DBlume says Jan 15, 2010 04:33PM The TWiT crew loved it. Do any of you have Dead man's switches for your online personas / accounts?
DBlume says Jan 15, 2010 04:34PM You know I've got the code, just haven't worked out behavior and failsafes yet. Dead man's switch for the daemon's server, too, you know.
thatkidwho says Jan 15, 2010 06:09PM I was just looking into that book too, well actually I've been looking at for a while now. It always catches my eye when I'm in the book
thatkidwho Jan 15, 2010 06:11PM and i really do like the idea of a Dead man's switch but trigger it might be difficult cause you know... your dead. Unless I always wore
thatkidwho Jan 15, 2010 06:12PM some kind of pulse or heart monitor which I think Garmin could provide but now we need a way transmit the signal to the interwebz.
DBlume says Jan 15, 2010 10:03PM Doesn't have to be so quick to respond. Have it watch your lifestream, credit card history, and monitor local death notices.
DBlume says Jan 15, 2010 10:04PM First thing it'll do is broadcast to all your social networks something like, thatkidwho hasn't been around. Is he OK?
DBlume says Jan 15, 2010 10:05PM Heh, you can already tell how I'm designing mine. I'm writing mine to let my online friends know that I may need help or worse.
sjonsvenson says Jan 15, 2010 10:24PM I had one and turned it off.
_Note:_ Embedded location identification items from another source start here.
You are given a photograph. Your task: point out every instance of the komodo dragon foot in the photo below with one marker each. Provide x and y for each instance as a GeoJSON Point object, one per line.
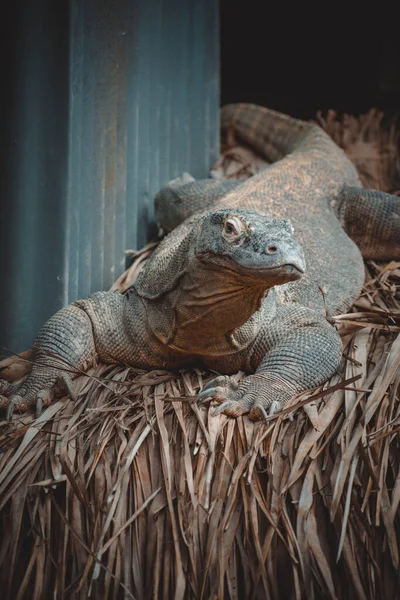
{"type": "Point", "coordinates": [251, 395]}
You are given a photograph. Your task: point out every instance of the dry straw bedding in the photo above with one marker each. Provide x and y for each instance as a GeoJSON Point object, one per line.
{"type": "Point", "coordinates": [135, 491]}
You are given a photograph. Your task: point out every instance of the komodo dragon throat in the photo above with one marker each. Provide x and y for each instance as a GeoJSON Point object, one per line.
{"type": "Point", "coordinates": [228, 288]}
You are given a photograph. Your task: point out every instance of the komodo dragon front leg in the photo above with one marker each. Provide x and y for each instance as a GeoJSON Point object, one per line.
{"type": "Point", "coordinates": [297, 350]}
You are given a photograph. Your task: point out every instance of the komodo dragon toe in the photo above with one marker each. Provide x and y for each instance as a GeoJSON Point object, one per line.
{"type": "Point", "coordinates": [255, 395]}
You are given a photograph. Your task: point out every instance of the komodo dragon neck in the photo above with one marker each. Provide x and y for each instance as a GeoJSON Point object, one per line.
{"type": "Point", "coordinates": [210, 313]}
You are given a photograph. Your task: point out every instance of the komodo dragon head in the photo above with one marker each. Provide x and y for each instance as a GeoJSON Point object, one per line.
{"type": "Point", "coordinates": [212, 274]}
{"type": "Point", "coordinates": [256, 247]}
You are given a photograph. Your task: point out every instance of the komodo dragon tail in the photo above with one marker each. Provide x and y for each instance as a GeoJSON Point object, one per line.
{"type": "Point", "coordinates": [266, 131]}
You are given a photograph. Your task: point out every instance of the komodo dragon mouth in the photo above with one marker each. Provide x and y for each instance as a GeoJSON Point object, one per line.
{"type": "Point", "coordinates": [276, 274]}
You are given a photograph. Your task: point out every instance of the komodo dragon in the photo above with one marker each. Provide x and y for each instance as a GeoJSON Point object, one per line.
{"type": "Point", "coordinates": [228, 288]}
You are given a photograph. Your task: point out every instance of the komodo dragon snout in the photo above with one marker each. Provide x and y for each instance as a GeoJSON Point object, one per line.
{"type": "Point", "coordinates": [255, 246]}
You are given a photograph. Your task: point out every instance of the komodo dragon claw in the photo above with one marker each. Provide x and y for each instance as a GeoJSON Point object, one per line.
{"type": "Point", "coordinates": [239, 398]}
{"type": "Point", "coordinates": [15, 400]}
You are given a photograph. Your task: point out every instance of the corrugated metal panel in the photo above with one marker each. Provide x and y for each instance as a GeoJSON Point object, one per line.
{"type": "Point", "coordinates": [137, 106]}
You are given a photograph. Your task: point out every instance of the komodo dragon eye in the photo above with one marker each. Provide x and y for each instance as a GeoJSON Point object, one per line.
{"type": "Point", "coordinates": [233, 229]}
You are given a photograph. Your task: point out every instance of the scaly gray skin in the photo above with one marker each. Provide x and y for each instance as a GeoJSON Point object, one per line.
{"type": "Point", "coordinates": [226, 288]}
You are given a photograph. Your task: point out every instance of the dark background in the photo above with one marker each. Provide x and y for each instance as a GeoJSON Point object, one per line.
{"type": "Point", "coordinates": [300, 61]}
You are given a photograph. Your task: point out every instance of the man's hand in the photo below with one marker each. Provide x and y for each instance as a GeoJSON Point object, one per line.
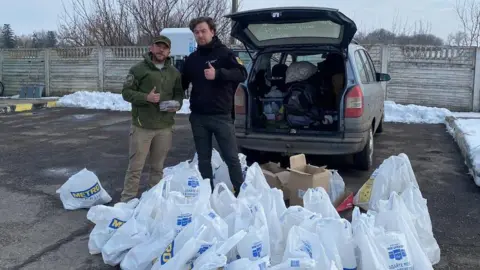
{"type": "Point", "coordinates": [210, 72]}
{"type": "Point", "coordinates": [153, 97]}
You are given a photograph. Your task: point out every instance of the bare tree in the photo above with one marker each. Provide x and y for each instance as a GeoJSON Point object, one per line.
{"type": "Point", "coordinates": [468, 12]}
{"type": "Point", "coordinates": [132, 22]}
{"type": "Point", "coordinates": [458, 39]}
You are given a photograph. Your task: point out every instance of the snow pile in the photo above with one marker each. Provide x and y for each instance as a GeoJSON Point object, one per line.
{"type": "Point", "coordinates": [95, 100]}
{"type": "Point", "coordinates": [393, 112]}
{"type": "Point", "coordinates": [470, 130]}
{"type": "Point", "coordinates": [181, 224]}
{"type": "Point", "coordinates": [104, 101]}
{"type": "Point", "coordinates": [414, 114]}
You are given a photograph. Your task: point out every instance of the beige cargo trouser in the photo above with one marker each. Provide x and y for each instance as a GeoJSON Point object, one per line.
{"type": "Point", "coordinates": [157, 143]}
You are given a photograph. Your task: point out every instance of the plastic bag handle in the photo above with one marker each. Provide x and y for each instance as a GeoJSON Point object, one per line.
{"type": "Point", "coordinates": [216, 190]}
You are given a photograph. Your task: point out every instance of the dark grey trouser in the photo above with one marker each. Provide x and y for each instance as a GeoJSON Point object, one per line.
{"type": "Point", "coordinates": [222, 126]}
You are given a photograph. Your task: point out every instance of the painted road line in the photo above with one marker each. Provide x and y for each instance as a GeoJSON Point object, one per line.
{"type": "Point", "coordinates": [23, 107]}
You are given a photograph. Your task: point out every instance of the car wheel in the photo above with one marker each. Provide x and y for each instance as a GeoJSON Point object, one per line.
{"type": "Point", "coordinates": [380, 126]}
{"type": "Point", "coordinates": [364, 160]}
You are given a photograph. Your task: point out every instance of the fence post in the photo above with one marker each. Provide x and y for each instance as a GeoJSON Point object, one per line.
{"type": "Point", "coordinates": [476, 82]}
{"type": "Point", "coordinates": [384, 60]}
{"type": "Point", "coordinates": [47, 72]}
{"type": "Point", "coordinates": [1, 64]}
{"type": "Point", "coordinates": [101, 62]}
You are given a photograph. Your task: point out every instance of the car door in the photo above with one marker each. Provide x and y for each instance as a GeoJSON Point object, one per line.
{"type": "Point", "coordinates": [292, 26]}
{"type": "Point", "coordinates": [379, 90]}
{"type": "Point", "coordinates": [367, 79]}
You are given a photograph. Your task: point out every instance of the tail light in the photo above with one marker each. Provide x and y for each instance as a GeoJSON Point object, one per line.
{"type": "Point", "coordinates": [354, 102]}
{"type": "Point", "coordinates": [240, 104]}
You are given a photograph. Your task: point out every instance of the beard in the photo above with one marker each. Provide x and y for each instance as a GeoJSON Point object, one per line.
{"type": "Point", "coordinates": [159, 57]}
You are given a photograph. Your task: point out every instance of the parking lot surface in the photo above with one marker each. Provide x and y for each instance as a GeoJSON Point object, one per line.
{"type": "Point", "coordinates": [39, 151]}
When I had my accident it almost triggered a "Sjon died" message.
DBlume says Jan 15, 2010 10:40PM Yeah, this takes some thought. Can you tell me more about the changes you'd make if you turned yours back on?
sjonsvenson says Jan 15, 2010 10:57PM It was a kind of timer-job on my old OS/2 system. I didn't turn it on again. It was part of the old IBM antivirus suite designed to dial in
sjonsvenson says Jan 15, 2010 10:59PM to IBM for updates but you could attach messages to the dial-out event.